Tumor growth curve & body weight changes

Subcutaneous tumor growth of B-hGDF15 MC38 cells. B-hGDF15 MC38 cells (5x10⁵) and wild-type MC38 cells (5x10⁵) were subcutaneously implanted into homozygous B-hGDF15 mice (female, 6-8 weeks old, n=6). Tumor volume and body weight were measured twice a week. (A) Average tumor volume. (B) Body weight. The B-hGDF15 MC38 cell inoculation group shows a decreasing trend in body weight compared to the wild-type MC38 cell inoculation group. Volume was expressed in mm3 using the formula: V=0.5 X long diameter X short diameter². Results indicate that B-hGDF15 MC38 cells were able to establish tumors in vivo and can be used for efficacy studies. Values are expressed as mean ± SEM. 

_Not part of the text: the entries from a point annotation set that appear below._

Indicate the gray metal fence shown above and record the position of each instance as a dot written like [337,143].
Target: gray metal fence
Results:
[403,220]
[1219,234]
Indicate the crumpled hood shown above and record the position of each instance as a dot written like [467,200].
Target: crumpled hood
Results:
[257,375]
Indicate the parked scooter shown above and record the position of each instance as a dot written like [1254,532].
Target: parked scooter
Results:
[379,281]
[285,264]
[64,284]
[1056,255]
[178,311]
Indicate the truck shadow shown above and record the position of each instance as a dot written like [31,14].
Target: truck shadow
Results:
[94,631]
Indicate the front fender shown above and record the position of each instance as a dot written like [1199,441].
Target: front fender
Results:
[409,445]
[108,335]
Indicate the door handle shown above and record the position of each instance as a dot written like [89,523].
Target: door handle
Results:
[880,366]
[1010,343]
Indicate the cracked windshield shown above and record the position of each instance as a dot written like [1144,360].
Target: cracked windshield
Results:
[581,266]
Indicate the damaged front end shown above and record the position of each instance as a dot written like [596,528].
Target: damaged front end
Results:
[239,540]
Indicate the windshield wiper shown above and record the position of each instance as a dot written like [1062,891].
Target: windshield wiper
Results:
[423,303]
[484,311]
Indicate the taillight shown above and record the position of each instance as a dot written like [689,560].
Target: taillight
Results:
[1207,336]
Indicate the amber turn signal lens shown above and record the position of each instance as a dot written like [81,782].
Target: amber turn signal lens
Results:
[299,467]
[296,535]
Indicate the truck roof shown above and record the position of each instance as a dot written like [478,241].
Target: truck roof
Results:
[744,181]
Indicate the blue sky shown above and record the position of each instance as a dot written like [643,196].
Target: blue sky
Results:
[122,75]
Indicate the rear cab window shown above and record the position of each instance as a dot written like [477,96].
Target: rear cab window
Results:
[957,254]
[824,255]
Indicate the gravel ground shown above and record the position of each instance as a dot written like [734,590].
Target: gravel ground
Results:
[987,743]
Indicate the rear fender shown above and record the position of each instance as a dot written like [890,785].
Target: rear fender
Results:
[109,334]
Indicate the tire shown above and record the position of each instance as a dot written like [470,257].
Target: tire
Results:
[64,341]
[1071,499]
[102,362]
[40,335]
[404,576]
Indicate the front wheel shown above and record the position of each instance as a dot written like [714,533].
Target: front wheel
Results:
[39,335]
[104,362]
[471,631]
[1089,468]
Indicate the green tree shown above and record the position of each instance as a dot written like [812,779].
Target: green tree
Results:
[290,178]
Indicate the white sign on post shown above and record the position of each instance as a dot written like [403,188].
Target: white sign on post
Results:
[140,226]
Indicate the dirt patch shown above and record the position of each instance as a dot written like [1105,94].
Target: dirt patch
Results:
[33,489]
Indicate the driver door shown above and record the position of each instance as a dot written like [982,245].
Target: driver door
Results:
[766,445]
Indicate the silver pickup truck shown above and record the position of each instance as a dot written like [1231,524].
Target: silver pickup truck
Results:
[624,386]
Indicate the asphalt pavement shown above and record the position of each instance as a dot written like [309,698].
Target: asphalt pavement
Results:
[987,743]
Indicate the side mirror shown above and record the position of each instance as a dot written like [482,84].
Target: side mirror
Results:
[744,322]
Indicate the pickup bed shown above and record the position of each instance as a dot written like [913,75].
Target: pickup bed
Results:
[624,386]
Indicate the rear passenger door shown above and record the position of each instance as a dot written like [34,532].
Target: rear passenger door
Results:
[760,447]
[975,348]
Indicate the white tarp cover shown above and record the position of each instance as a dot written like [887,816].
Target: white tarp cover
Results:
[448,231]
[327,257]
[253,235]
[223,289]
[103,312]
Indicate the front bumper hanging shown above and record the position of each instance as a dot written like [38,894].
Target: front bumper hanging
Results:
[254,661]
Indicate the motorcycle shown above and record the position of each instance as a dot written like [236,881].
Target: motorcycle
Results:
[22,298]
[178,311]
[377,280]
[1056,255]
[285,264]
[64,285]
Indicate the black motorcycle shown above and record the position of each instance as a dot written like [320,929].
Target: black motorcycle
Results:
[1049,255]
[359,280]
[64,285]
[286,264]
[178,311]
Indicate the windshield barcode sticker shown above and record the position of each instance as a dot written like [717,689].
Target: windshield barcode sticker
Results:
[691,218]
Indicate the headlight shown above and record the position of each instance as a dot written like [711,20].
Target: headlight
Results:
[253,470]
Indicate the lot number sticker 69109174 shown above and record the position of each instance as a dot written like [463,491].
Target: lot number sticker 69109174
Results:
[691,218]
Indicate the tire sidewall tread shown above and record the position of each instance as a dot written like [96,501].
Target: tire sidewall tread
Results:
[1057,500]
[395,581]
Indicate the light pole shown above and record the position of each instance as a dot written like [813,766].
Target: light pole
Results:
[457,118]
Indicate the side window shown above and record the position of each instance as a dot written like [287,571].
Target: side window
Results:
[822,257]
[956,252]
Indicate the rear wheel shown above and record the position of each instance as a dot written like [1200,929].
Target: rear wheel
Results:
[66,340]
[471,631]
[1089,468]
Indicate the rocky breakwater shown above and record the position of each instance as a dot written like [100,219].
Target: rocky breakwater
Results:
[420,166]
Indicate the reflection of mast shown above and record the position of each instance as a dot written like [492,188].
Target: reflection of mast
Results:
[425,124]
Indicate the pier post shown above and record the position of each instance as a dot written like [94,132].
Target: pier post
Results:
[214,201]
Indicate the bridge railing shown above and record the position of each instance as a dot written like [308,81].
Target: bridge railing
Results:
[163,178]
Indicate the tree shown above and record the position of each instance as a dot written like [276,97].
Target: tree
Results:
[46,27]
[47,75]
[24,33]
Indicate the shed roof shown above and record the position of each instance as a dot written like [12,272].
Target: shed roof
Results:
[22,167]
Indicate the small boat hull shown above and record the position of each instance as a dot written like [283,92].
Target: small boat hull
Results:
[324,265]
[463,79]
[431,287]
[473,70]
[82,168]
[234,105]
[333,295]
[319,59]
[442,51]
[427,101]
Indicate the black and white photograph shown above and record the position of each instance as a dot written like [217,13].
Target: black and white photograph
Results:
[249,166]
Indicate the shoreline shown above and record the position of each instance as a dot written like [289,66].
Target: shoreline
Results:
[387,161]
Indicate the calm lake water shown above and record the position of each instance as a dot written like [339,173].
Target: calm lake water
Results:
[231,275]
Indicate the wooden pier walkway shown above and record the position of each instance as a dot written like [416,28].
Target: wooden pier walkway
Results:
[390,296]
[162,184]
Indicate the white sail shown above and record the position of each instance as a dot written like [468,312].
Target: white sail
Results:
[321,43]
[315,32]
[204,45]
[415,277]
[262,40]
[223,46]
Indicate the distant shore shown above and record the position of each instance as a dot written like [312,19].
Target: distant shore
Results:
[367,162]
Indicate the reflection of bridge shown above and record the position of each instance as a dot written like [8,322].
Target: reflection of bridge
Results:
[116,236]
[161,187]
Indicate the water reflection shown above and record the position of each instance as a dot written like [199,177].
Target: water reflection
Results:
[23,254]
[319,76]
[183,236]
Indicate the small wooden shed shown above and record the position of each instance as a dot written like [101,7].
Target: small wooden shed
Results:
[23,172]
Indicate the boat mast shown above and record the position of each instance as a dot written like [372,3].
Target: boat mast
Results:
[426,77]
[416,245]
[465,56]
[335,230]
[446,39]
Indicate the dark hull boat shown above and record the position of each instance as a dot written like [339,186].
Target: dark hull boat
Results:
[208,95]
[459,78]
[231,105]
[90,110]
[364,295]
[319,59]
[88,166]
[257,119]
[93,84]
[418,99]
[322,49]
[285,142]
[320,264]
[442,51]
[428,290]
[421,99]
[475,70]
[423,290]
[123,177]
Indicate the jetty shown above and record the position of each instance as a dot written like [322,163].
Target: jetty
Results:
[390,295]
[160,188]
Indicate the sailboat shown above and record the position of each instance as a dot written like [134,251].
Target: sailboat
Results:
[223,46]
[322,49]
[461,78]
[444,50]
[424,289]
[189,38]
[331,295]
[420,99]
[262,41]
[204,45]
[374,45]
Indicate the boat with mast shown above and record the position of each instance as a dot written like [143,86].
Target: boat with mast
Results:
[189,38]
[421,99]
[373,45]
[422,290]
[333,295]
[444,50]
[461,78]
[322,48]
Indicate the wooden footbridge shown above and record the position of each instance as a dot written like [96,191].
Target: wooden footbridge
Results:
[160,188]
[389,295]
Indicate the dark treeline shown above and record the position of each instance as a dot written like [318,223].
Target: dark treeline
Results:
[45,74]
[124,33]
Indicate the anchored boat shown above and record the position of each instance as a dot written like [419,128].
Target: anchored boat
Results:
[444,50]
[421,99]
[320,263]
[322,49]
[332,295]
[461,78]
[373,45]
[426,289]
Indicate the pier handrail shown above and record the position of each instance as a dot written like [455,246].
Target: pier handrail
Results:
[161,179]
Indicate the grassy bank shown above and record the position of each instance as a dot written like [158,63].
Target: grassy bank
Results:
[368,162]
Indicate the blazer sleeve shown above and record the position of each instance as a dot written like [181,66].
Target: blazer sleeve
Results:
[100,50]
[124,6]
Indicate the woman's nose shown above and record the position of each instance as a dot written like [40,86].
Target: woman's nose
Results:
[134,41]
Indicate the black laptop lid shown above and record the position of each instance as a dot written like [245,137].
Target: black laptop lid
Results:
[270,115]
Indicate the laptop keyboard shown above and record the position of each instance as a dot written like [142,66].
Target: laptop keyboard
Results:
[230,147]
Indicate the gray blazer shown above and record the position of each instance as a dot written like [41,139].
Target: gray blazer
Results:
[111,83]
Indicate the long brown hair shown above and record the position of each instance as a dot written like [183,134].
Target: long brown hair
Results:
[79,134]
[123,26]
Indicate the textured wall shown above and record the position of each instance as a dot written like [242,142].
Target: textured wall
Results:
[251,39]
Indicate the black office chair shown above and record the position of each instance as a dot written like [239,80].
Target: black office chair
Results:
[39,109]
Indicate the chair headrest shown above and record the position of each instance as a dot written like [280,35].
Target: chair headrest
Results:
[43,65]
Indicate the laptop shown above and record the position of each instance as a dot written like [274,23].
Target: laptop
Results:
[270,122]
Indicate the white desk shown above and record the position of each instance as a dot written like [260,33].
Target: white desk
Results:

Note: The B-hGDF15 MC38 tumor was only implanted in B-hGDF15 mice and has not been implanted in C57BL/6 mice.

Antitumor activity of anti-human GDF15 antibody (ponsegromab analog, in-house) in B-hGDF15 mice. (A) B-hGDF15 MC38 tumor growth in B-hGDF15 mice. Murine colon cancer B-hGDF15 MC38 cells (5×10⁵) were subcutaneously implanted into homozygous B-hGDF15 mice (female, 9 weeks old, n=6). Mice were grouped when tumor volume reached approximately 100-150 mm3, at which time they were intraperitoneally injected with anti-human GDF15 antibody indicated in panel. (B) Body weight changes during treatment. (C) The weight change of each mouse in the group compared to Day 0. As shown in panel B and C, anti-human GDF15 antibody was effective in controlling the weight loss induced by B-hGDF15 MC38 in B-hGDF15 mice, demonstrating that the B-hGDF15 mice and B-hGDF15 MC38 provide a powerful preclinical model for in vivo evaluation of anti-human GDF15 antibodies. Values are expressed as mean ± SEM. Significance was determined by two-way ANOVA test.  *P < 0.05, **P < 0.01, ***P < 0.001. 

The overage of this tumor model is 50%.